Montag, 22. Februar 2010

Rezension: Hallo Wodka, ich bin's Chelsea von Chelsea Handler



HALLO WODKA, ICH BIN'S CHELSEA
von Chelsea Handler


Verlag: Rowohlt
Seiten: 253
Preis: 8,95 Euro
ISBN: 978-3-499-24751-4



Nachdem ich einen Großteil meiner Zwanziger in der Gegend herumgevögelt hatte, wurde mir eines Tages klar, dass ich durchaus nicht frei von Vorurteilen war. Manche Männer sortierte ich alleine aufgrund ihres Äußeren als Sexpartner von vornherein aus.


"Hallo Wodka, ich bin's Chelsea" ist der zweite Roman von Chelsea Handler, in dem sie ohne jede Tabus aus ihrem (Sex)Leben erzählt. Dass die Lacher dabei stets auf ihre Kosten gehen, scheint die amerikanische Komikerin dabei nicht zu stören.

Wie auch ihr Debüt fängt auch dieser Roman mit frühen Kindheitserinnerungen an, deren Wahrheitsgehalt man manchmal jedoch stark anzweifelt, was jedoch eine andere Geschichte ist.
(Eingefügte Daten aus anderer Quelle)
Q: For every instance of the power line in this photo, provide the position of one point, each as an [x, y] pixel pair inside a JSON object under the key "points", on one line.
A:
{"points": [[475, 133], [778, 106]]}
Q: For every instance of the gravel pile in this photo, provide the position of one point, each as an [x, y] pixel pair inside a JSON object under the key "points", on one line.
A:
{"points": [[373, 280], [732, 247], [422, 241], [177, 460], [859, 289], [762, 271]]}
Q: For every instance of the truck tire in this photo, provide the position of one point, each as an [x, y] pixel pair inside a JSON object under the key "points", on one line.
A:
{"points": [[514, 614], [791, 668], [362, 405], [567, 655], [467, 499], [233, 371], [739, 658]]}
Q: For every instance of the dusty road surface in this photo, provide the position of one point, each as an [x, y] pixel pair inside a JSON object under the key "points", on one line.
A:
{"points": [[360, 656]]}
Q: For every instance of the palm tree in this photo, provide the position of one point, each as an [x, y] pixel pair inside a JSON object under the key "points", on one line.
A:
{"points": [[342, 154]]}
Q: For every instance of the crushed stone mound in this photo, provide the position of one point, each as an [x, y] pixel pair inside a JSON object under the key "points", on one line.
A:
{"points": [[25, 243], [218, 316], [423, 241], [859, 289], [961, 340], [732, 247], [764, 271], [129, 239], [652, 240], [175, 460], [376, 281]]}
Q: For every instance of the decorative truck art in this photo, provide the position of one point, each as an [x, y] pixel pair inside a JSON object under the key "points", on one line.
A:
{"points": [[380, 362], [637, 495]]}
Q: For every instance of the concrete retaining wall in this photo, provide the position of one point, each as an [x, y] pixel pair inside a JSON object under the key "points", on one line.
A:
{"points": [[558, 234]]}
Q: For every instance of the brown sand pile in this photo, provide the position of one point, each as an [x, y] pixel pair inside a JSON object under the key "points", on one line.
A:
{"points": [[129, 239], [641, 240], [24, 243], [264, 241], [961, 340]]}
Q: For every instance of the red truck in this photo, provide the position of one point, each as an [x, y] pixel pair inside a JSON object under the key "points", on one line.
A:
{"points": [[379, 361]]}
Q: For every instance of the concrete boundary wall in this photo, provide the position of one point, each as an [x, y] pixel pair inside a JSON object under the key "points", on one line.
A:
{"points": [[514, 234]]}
Unter anderem erzählt Chelsea, wie sie ihre gesamte Schule angelogen hat, indem sie behauptete mit Jodie Foster einen Film zu drehen. Die Geschichte endete natürlich in einem reinen Lügenlabyrinth. Es geht direkt mit der Idee, der damals 12 Jahre alten Chelsea, weiter, die beschlossen hat nun selbst Geld zu verdienen. Was ihr jüdischer Vater nur begrüßt.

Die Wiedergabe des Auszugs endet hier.